The Process

1 Safety Evaluation and Assessment

The Engine Room’s Operational Safety Diagnostic (Safety Evaluation Process) provides a targeted assessment of how an organization functions with respect to all facets of operational safety performance including strategy, culture, processes, leadership capability, systems, metrics, programs and operational execution.

  • Identifies, measures and assesses the root causes of current safety road blocks and opportunities and prioritizes high value target areas.
  • Determines the degree to which safety processes and systems conflict with or align with error reduction and human performance principles.
  • Provides a concrete unbiased identification of the employees’ approach to safety and the safety opportunities present with specific mitigation strategies to act on.
  • Executed quickly 2-3 weeks from start to finish, with little to no disruption to ongoing operations.
  • Safety Assessments and Surveys include:
Functional-Specialty-Depts-image
    • Organizational Safety Diagnostic
    • Operational Safety Diagnostic
    • Safety Culture Assessment
    • Contractor Safety Assessment
    • Behaviour Based Safety Assessments
    • Lone Worker Safety Assessment
    • Field Level Risk Assessment
    • Near Miss Reporting Assessment

Very different than most industry safety evaluations and internal safety perception surveys the Engine Room diagnostic process drills deeper to provide the specific determinants behind safety improvement opportunities (not just the symptoms which are typically widely known to the organization) as well as specific and actionable client recommendations that support the immediate improvement process.

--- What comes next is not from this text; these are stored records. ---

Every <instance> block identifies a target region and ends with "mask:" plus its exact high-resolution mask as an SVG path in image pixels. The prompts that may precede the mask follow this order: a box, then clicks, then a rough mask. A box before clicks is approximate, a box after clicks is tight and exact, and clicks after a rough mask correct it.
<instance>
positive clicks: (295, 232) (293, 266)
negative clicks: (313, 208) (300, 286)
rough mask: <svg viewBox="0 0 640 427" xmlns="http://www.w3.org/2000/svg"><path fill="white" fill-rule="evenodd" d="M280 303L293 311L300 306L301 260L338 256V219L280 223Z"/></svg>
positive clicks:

2 Organizational Safety Program Alignment and Acceleration

Following the completion of the safety diagnostic process, the Engine Room team members prepare an Operational Safety Diagnostic report outlining the key findings and themes including strengths, challenges and root causes of operational improvement, leadership and safety opportunities and outline specific recommendations for client organization consideration. The conclusion of the diagnostic phase is the presentation of the Operational Safety Diagnostic report to the client organization senior leadership.

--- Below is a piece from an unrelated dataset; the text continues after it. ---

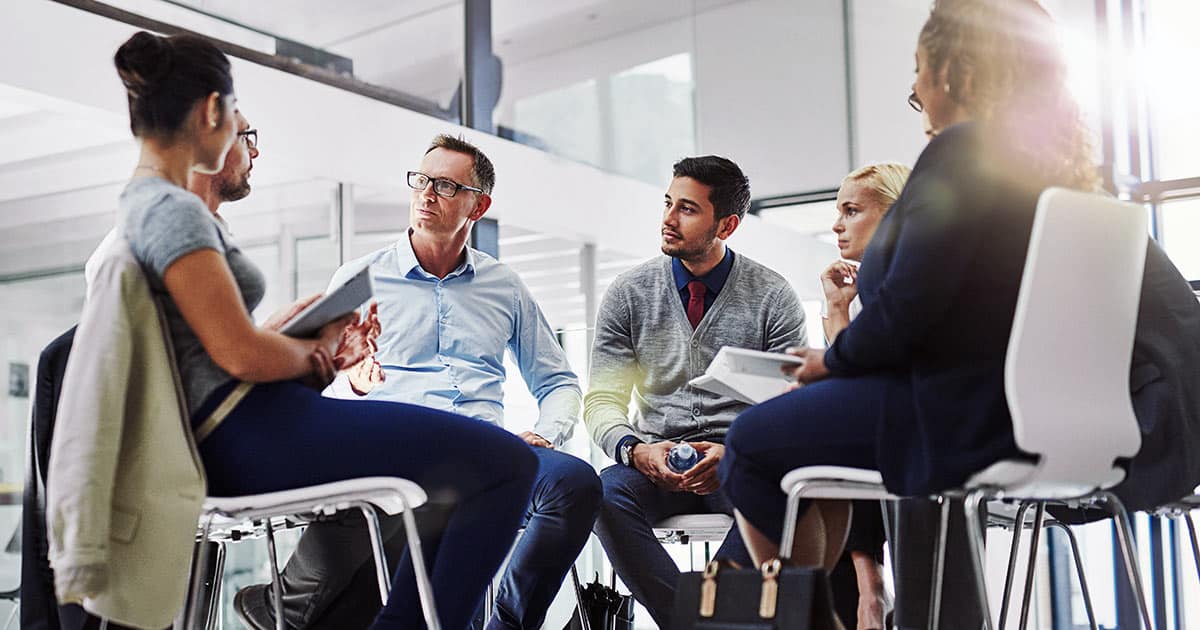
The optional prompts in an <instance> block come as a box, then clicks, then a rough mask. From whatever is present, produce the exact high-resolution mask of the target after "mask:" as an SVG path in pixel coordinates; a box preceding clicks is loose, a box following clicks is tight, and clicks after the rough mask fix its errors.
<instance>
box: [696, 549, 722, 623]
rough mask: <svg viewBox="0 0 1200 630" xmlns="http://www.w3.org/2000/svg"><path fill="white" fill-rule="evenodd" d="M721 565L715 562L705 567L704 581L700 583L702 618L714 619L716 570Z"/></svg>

  • Area Leadership, Safety and HR advisors review report findings, strategies and prioritization for moving into the safety implementation phase supporting alignment across departmental lines.
  • Align the current organizational safety program to include safety leadership, error reduction and human performance implementation strategies, accelerating existing safety program goals.
  • If needed and agreed upon, work with the client safety team to make subtle adjustments to current safety program tools and processes not aligned with safety leadership and error reduction strategies. (Not recreating the wheel – tightening the bolts to accelerate traction and increase the scope of behaviours that prevent errors).
Men in a meeting

3 Safety Leadership, Error Reduction and Human Performance Implementation and Sustainment

We believe that by tailoring Implementation Tools to the specific needs of the organization and the root cause findings of the Operational Safety Diagnostic, we provide razor focus to the specific areas of safety performance that require improvement and the specific safety leadership gaps that may be affecting them.

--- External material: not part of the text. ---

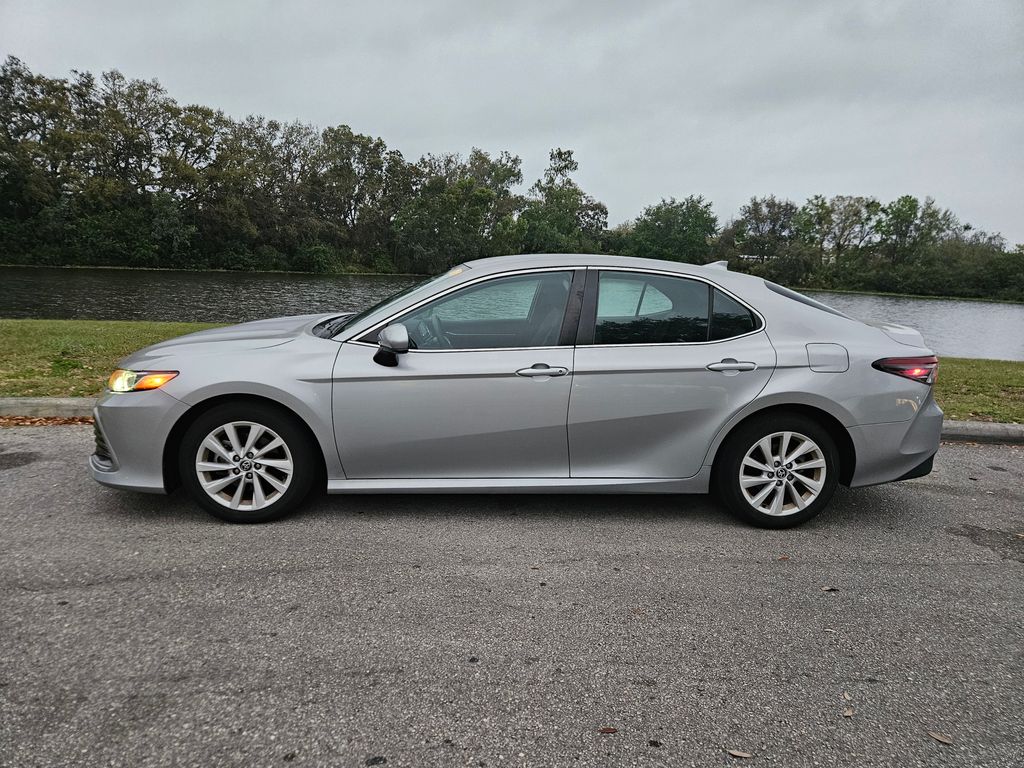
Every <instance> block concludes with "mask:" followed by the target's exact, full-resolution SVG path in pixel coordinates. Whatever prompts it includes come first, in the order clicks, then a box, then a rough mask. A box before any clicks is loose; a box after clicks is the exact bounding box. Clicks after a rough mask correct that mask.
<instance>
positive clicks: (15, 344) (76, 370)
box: [0, 319, 1024, 423]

  • Implementation of safety leadership, error reduction and human performance development and tools to target working groups including introduction to safety leadership and error reduction theory, training, in-field tools and field execution.
  • Field roll out and safety leadership acceleration through in-field coaching with the target working group in application strategies and techniques to increase their capability as safety leaders, contribute effectively to error reduction, and avoid the serious pitfalls which increase error rates.
  • Focus on frontline implementation and execution of error reduction leadership tools. Hands on, boots on the ground habit creation and anchoring with focus on building robust safety habits and executing day-to-day work with crews.
Workers-Talking

As much as senior management may take the lead on safety strategy, it is front-line supervision that has the largest impact on safety culture, standards, and performance. Front-line employees are exposed to the greatest risk, and, as such, their immediate supervisors have the greatest potential to influence employees, habits, conditions, and practices. By setting clear expectations, holding people accountable, observing what is really going on, and acting on observations, changing employee behavior is a realistic and tangible goal. Furthermore, front-line supervisors have a specific role in error reduction through leveraging their observations and knowledge of good versus bad habits, and having the courage required to establish and change work habits, including challenging leadership on safety strategies that are not resonating at the front-line.